- Born: 1956 (age 68–69) Gambo, Newfoundland and Labrador

Academic background
- Education: MEd., 1983, Memorial University of Newfoundland PhD, University of Toronto
- Thesis: Marketing place: regional readers reading capitalism, patriarchy, and culture (1989)

Academic work
- Institutions: Saint Mary's University Mount Saint Vincent University Memorial University of Newfoundland

= Ursula Kelly =

Canadian University Research Professor

Ursula Anne Margaret Kelly (born 1956) is a Canadian University Research Professor at Memorial University of Newfoundland.

==Early life and education==
Kelly was born in 1956 and raised in Gambo, Newfoundland and Labrador to parents Margaret Waterman Kelly, a teacher, and Andrew J. Kelly. Kelly later created "The Margaret Waterman Kelly Teaching Prize" at Memorial University of Newfoundland (MUN) in honour of her mother who had attended the institution as a student.

Kelly earned three degrees at MUN before enrolling in the University of Toronto for her PhD.

==Career==
After earning her PhD, Kelly moved to Halifax, Nova Scotia, where she accepted a faculty position at Saint Mary's University from 1988 until 1994 and Mount Saint Vincent University. In 2001, Kelly accepted a faculty position at MUN and taught Education 6106, a graduate course elective.

In 2009, she published Migration and education in a multicultural world: Culture, loss, and identity, a collection of essays regarding the impact mass migration has on identity displacement, disorientation, and loss. The following year, Kelly published a collection of essays titled Despite This Loss: Essays on Place, Culture and Memory with Elizabeth Yeoman.

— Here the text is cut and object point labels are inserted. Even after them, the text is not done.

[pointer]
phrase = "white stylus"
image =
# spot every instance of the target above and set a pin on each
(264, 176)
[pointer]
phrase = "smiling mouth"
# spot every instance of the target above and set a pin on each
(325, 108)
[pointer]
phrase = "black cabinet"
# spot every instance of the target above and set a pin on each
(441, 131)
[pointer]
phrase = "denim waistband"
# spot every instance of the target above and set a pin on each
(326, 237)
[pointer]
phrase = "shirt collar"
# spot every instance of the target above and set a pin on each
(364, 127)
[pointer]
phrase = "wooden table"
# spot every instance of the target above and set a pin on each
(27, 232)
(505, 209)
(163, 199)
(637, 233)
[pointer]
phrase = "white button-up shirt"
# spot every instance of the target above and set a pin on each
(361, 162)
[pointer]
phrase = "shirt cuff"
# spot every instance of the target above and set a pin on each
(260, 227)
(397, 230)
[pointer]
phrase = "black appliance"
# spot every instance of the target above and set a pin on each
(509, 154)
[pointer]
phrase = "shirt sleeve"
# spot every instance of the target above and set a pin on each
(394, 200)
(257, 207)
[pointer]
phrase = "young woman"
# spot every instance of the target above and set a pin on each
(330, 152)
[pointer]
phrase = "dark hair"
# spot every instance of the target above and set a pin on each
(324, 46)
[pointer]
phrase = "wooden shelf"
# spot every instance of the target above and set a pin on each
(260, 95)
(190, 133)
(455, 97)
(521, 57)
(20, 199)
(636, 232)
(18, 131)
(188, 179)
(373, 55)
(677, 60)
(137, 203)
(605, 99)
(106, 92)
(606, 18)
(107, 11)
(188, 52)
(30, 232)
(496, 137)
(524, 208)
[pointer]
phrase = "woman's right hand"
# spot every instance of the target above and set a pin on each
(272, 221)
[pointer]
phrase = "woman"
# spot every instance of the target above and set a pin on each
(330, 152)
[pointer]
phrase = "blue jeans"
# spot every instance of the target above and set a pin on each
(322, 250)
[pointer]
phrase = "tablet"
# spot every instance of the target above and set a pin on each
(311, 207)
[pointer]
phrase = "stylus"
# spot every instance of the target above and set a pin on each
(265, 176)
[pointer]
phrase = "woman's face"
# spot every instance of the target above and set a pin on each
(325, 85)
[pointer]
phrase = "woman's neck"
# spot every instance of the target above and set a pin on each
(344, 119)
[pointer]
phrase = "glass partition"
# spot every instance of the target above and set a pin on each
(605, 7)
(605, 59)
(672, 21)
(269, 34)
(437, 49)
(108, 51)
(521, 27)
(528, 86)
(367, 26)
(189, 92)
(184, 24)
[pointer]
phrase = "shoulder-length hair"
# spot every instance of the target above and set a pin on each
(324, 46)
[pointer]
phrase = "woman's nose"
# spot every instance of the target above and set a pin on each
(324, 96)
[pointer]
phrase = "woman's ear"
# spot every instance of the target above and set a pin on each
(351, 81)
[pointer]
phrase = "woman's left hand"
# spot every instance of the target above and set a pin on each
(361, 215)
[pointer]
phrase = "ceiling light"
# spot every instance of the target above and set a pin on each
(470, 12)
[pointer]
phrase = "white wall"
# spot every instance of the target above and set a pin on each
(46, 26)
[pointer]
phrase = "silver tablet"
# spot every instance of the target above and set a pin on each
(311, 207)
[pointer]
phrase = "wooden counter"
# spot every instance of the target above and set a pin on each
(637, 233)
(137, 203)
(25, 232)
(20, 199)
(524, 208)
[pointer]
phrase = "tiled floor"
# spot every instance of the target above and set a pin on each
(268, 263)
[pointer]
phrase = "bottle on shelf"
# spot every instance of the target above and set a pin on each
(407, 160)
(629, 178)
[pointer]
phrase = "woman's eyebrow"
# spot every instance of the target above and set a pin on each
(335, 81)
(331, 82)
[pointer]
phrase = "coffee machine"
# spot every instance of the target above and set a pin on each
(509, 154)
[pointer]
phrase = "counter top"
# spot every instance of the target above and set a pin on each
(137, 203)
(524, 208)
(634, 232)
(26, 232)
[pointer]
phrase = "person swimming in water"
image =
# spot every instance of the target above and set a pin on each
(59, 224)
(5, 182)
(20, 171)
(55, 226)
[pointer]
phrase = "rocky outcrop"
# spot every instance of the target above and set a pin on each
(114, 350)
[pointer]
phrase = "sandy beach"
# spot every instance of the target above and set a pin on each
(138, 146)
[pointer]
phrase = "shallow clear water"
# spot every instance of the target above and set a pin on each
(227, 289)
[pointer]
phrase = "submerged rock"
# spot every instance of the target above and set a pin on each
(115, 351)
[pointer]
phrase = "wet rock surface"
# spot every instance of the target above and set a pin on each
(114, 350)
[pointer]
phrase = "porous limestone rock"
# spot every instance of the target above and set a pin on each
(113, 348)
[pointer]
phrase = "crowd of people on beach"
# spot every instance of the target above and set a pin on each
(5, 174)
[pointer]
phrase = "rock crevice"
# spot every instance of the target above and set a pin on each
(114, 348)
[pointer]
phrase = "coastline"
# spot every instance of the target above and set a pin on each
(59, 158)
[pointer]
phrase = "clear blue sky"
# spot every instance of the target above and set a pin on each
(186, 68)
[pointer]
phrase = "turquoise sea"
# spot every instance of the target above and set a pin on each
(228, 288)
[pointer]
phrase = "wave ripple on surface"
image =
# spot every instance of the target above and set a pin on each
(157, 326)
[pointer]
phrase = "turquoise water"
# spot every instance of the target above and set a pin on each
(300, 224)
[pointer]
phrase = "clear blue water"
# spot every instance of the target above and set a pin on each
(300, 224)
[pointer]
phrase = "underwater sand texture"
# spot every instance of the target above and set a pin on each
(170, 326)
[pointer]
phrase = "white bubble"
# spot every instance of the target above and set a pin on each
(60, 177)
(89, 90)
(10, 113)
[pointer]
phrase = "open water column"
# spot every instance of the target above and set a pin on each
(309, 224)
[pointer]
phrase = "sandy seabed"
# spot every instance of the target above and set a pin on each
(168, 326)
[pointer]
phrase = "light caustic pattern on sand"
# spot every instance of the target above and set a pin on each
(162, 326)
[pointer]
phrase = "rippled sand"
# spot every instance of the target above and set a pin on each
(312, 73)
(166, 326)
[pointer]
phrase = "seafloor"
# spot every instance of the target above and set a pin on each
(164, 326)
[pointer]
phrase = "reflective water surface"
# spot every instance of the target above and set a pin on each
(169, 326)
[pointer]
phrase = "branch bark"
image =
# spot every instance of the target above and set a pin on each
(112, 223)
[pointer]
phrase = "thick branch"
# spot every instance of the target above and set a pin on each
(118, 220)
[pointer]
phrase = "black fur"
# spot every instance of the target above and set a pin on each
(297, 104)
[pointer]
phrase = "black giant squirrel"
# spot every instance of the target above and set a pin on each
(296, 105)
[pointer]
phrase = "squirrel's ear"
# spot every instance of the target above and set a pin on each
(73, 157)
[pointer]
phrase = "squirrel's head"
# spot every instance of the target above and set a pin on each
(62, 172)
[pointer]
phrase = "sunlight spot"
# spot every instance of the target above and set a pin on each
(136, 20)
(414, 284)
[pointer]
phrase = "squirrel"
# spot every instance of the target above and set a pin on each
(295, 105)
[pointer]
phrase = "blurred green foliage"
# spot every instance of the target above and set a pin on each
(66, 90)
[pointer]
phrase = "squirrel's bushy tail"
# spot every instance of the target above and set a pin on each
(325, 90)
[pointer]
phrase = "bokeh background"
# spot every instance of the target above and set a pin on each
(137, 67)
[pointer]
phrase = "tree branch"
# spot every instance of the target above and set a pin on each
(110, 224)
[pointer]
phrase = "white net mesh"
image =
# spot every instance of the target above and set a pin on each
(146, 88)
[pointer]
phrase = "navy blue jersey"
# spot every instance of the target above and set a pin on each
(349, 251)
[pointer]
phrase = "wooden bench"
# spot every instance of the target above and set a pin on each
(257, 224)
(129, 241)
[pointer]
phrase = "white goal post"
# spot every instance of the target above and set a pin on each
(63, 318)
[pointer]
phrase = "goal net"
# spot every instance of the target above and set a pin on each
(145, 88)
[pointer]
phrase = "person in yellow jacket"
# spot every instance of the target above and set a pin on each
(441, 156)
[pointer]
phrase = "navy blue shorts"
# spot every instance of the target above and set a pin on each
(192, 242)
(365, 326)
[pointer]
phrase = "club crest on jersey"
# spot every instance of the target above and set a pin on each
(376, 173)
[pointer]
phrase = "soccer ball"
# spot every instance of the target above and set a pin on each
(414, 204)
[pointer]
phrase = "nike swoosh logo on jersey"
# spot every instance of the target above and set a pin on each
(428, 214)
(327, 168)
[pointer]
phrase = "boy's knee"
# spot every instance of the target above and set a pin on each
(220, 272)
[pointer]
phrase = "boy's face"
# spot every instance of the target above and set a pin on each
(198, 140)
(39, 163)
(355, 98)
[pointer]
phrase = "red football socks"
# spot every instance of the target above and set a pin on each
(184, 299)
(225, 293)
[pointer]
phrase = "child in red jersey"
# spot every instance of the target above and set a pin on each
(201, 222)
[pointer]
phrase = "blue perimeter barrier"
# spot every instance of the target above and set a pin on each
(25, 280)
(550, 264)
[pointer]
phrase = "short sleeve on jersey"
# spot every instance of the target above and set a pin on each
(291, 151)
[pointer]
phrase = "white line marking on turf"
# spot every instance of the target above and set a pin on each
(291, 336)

Kelly later accepted a Fogo Island Research Fellowship program position to interact with members of Fogo Island and understand their culture and livelihood. In 2018, she co-authored a book with Meghan C. Forsyth titled The Music of Our Burnished Axes: Songs and Stories of the Woods Workers of Newfoundland and Labrador. The book is a collection of songs, tunes, recitations, poems, and narratives focused on the contributions wood workers had on Newfoundland and Labrador. In the same year, Kelly was promoted to University Research Professor at MUN, the highest academic title a professor could obtain at the institution.